Tagging tertiary highways

I want to again discuss the tagging of tertiary highways in Thailand. When I first started mapping I followed what I thought were hard rules about tagging highways the way it was specified in the Thailand Wiki. That tagging scheme is imperfect and leaves a lot to be desired in my opinion. The Wiki says tertiary highways:

  • connect two or more villages/hamlets
  • are often 4 digit roads maintained on province level, blue sign.
  • most of them are paved, but unpaved roads are possible

There have been some recent changes in this convention effectively making these definitions looser and it is now no longer unusual to see a highway without a provincial designation tagged as a tertiary highway. Which brings me to my question. I want to tag some local residential highways as tertiary. The type of highway I am discussing is common in Chiang Mai and, while it has no designated route or ref number and does not always connect two towns, it does experience high traffic volumes and is important because it’s a well used and efficient means of getting from point A to point B.

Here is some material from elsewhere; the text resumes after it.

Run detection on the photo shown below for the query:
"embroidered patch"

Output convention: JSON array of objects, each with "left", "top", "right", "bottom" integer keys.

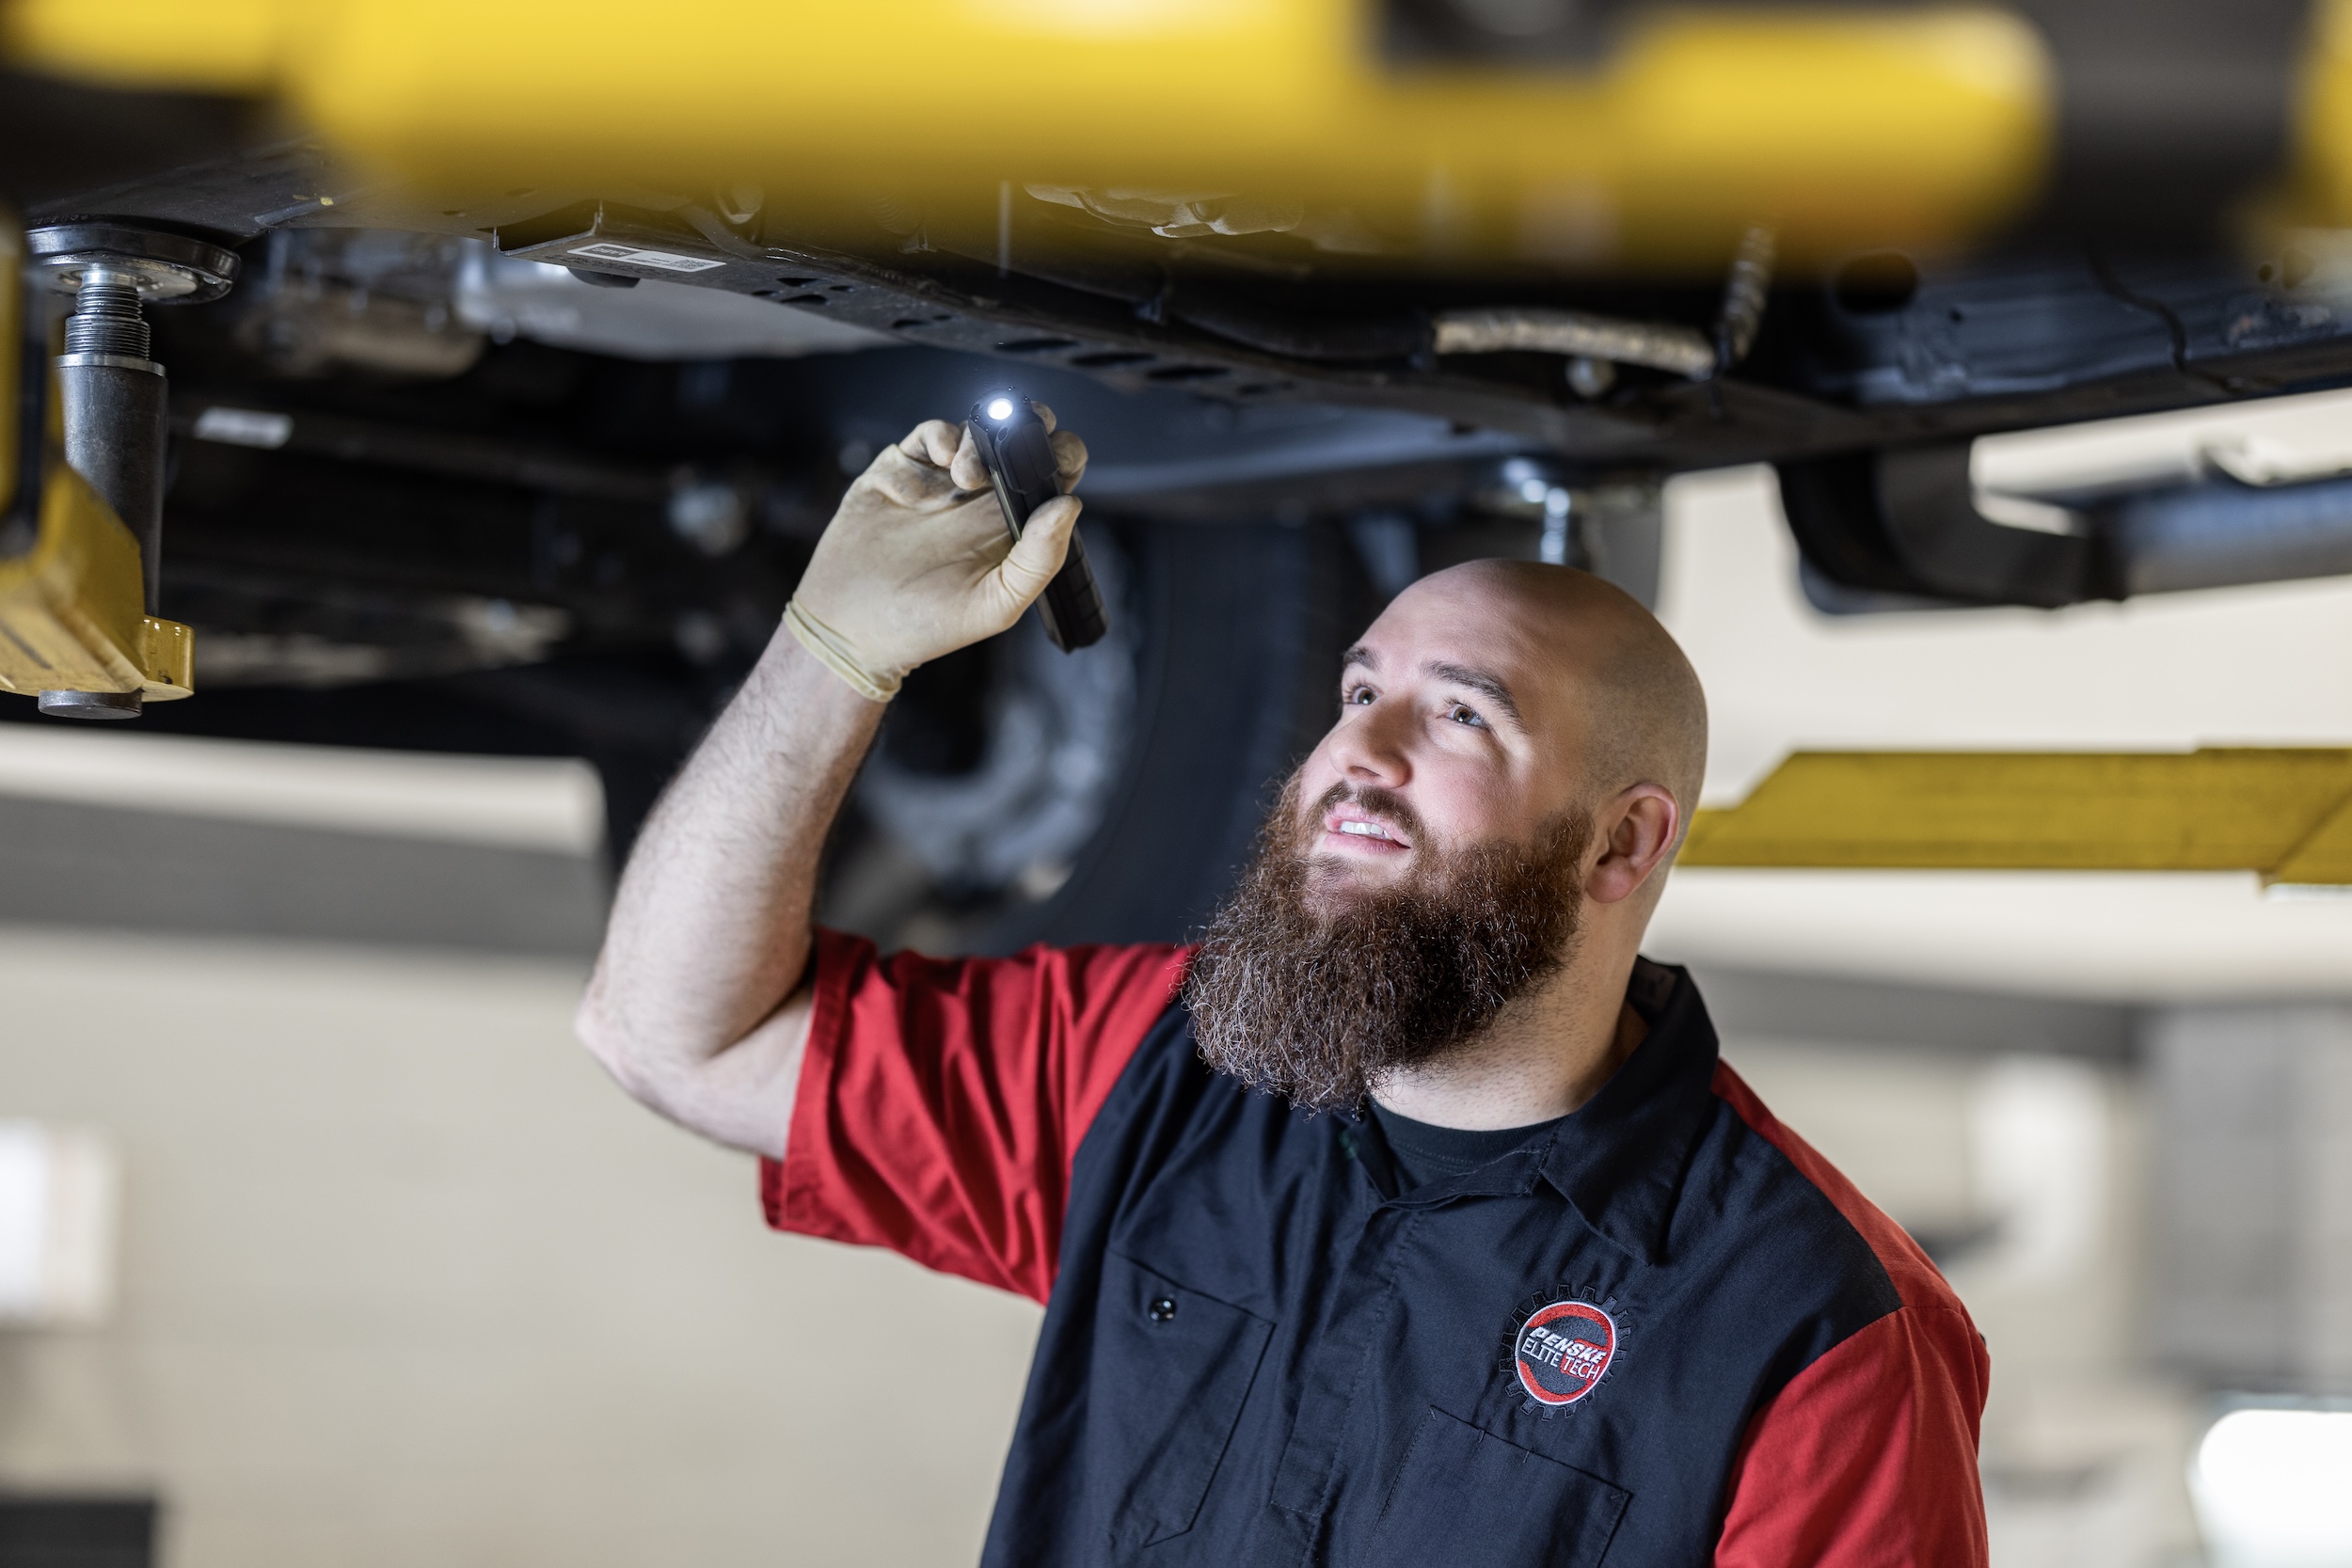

Two good examples from my neighborhood are Patan Road (Way: ถนน ป่าตัน (20262778) that runs along the west side of the Ping River and its east side counterpart, an unnamed residential road, Way: 20267994. Both are smooth, wide highways that connect ชม.3029 and the Superhighway and consequently carry much traffic. Both were at one time probably smaller residential highways that have, over the years, been joined, straightened, and improved so they look continuous.

Tagging them tertiary would give them more visibility and indicate their usefulness, and popularity, as a route despite having no official number designation.

Opinions please. Is this something we can live with? Is it a good idea?


I think this is pretty much an issue of urban road classification, which so far hasn’t really been given much consideration. Most roads and streets in urban areas are looked after by local governments, and thus don’t fall under the wider national and provincial classification schemes. However, in larger cities, they often serve considerable amounts of traffic and are quite important to the network. It’s natural that the map should reflect these roads’ importance, even if they are locally administered.

I’ve previously asked on the help forum for advice on the subject, and the responses indicated that without official sources as a guide, classification will mostly have to depend on local knowledge of the roads’ importance. This probably means each city will need its own discussion, but we could probably come up with some general guidelines.

The answer given to your question on OSM Help suggests, to me at least, that the highways in question here could be tertiary. If we were to reword the Wiki slightly that might be a good first step:

  • is a connector, that is, it connects two or more villages/hamlets or larger highways

and possibly add:

  • carries larger amounts of traffic at higher speed than nearby residential highways

In reality, I think the definition has already changed but this has not been done systematically nor reflected in the Thailand Wiki.

I’ll wait to see if any other comments emerge before doing anything else.

Thanks again, Paul.



That’s what I’ve decided as well. I guess I’m guilty of wanting to map for the renderer to some extent because when I’m browsing my Garmin maps while creating routes, I sometimes want to locate the faster, smoother highways. The plain fact is, tertiary highways grab my attention while unclassified ones do not.

Plus, the definition of unclassified leaves a lot to be desired. Not specific enough to make a decision IMO :

At any rate, if a highway has tertiary characteristics as outlined above and in the Wiki, that’s the deciding factor. I’ll be tagging those tertiary regardless of what the Thai Highway Department does, or doesn’t do.